Predictive capability is driving the transformation of technological innovation. New materials and chemical processes are needed to meet demanding performance requirements across the broad spectrum of advanced technologies. It is a known fact that development of new materials, from discovery to deployment, typically required two decades.
Predictive modeling guides experiments in the most productive directions, to accelerate design and testing, and to understand performance. State-of-the-art computational tools allow scientists to calculate from first principles the interactions that dominate molecular behavior, while experimental tools can provide time-resolved measurements on real materials to validate these models.
Success of Predictive modeling in several industry sectors have demonstrated significant return on investment and reduced development times.
Knowledge management is the process of capturing, developing, sharing, and effectively using organizational knowledge.
Industries driven by science need to survive and deliver in an extremely competitive environment, which calls for the need to optimized operations, ever improving efficiency without compromising quality and adhering to regulations as well as drive innovation. These challenges also apply to the labs in academic and government setups, which in order to contribute to the organizational goals needs to remove inefficiencies and compliance risks from lab processes and create an environment conducive to collaborate for increasing innovation rates.

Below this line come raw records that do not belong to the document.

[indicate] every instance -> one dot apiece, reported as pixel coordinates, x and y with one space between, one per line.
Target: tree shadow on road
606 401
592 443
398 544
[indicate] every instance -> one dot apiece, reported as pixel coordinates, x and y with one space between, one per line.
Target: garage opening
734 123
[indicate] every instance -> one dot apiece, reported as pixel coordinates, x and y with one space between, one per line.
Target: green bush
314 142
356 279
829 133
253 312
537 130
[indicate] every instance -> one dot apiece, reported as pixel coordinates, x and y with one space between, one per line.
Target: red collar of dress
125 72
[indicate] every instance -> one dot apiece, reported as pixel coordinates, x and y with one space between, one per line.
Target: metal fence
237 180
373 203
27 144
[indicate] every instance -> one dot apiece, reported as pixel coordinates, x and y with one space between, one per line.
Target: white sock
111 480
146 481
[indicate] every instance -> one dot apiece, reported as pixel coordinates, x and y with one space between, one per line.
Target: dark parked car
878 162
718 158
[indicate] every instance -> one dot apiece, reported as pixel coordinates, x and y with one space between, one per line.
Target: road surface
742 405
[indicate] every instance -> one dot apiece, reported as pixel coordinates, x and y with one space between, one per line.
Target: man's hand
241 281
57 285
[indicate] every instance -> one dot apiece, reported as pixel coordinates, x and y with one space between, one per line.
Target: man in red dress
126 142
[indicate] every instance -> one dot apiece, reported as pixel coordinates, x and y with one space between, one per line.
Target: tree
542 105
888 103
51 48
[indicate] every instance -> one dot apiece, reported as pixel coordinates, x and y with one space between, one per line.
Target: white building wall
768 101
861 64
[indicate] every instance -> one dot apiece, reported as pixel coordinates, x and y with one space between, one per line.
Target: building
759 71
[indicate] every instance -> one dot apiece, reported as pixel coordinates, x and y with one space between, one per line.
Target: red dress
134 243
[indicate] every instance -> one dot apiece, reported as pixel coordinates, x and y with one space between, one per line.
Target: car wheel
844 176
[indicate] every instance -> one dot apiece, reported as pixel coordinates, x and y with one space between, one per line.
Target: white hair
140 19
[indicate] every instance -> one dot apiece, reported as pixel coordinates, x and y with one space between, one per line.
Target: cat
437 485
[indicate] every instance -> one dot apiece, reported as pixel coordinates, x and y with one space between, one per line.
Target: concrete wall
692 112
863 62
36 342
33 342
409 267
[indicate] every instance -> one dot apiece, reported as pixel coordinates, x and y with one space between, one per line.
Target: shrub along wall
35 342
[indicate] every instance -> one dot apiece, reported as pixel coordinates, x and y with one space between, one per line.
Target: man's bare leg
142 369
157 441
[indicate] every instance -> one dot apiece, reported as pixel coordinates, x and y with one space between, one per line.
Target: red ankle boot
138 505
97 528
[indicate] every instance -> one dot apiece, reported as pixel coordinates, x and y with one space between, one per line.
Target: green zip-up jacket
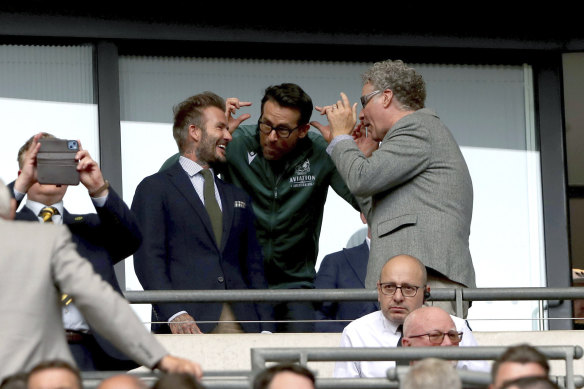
288 199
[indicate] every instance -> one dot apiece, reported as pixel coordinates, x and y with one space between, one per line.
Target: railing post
458 299
258 361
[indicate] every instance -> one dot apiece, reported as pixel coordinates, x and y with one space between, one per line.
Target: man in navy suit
198 230
345 269
104 238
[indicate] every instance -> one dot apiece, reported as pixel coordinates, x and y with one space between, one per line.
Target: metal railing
259 356
279 295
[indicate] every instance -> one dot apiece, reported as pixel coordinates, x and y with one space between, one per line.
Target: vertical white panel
50 89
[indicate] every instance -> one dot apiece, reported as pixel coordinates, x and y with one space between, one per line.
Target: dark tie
47 214
400 329
211 205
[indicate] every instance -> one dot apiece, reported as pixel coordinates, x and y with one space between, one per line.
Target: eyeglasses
389 289
282 132
436 337
366 98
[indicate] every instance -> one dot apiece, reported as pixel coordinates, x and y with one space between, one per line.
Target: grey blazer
416 193
39 262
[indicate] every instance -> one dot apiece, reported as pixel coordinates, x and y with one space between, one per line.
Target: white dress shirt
72 318
374 330
193 170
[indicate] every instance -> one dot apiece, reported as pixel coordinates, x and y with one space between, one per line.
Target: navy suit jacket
104 239
180 251
344 269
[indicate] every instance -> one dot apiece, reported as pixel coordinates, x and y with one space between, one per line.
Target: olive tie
47 214
211 205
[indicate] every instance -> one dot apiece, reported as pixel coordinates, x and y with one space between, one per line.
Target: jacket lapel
26 214
227 201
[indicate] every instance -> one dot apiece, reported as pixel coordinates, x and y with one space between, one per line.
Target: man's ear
303 130
387 97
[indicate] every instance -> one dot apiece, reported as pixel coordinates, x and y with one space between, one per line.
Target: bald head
402 271
404 262
430 320
122 381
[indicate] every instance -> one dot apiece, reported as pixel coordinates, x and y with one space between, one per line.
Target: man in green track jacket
286 171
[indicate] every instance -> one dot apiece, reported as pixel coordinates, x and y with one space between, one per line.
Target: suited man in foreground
344 269
104 238
409 174
198 230
33 278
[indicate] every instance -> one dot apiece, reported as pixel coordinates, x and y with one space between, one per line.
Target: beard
207 151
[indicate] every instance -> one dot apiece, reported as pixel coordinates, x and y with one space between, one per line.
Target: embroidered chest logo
250 156
302 176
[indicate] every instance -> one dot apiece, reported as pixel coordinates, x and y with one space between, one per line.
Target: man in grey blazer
33 275
408 172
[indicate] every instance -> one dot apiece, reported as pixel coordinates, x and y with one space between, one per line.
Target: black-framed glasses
366 98
389 289
282 132
436 337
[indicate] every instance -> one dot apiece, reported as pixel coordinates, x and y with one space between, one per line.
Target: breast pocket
395 224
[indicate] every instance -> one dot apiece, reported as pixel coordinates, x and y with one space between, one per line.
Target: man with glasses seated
401 289
286 171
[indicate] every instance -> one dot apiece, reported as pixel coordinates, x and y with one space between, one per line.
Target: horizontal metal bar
277 295
408 353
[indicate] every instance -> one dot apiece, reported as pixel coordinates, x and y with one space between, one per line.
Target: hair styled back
290 96
407 85
265 377
190 112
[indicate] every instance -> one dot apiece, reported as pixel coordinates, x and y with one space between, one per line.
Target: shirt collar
388 325
191 167
36 207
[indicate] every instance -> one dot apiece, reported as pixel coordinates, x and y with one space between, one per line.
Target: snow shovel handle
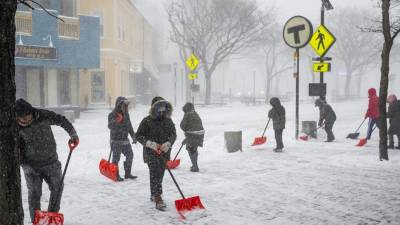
265 129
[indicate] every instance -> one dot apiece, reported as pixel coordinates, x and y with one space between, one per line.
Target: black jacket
36 141
156 129
119 131
192 125
277 114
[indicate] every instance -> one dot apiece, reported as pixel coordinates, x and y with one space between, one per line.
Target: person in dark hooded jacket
327 118
38 151
120 127
157 134
192 125
394 119
278 116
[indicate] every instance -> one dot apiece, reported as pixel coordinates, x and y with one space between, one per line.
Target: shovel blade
362 142
48 218
188 204
303 138
172 164
259 141
108 169
353 135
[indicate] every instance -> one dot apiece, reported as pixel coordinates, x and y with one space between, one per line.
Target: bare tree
216 29
357 50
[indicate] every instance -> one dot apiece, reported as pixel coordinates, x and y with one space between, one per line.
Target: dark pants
278 138
51 174
193 154
156 170
371 124
329 132
128 153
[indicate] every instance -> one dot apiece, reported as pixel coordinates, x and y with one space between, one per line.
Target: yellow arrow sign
322 67
192 76
192 62
322 40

Collaboration within and between the labs will be achieved by eliminating paper-based experimental documentation processes that present lot of challenges to compliance but also offer difficulties access of relevant data throughout the research, development and manufacturing lifecycle which is vital to hone an environment which encourages collaboration in order to drive innovation, to rationalize research processes and make informed decisions whenever called for during the product development process.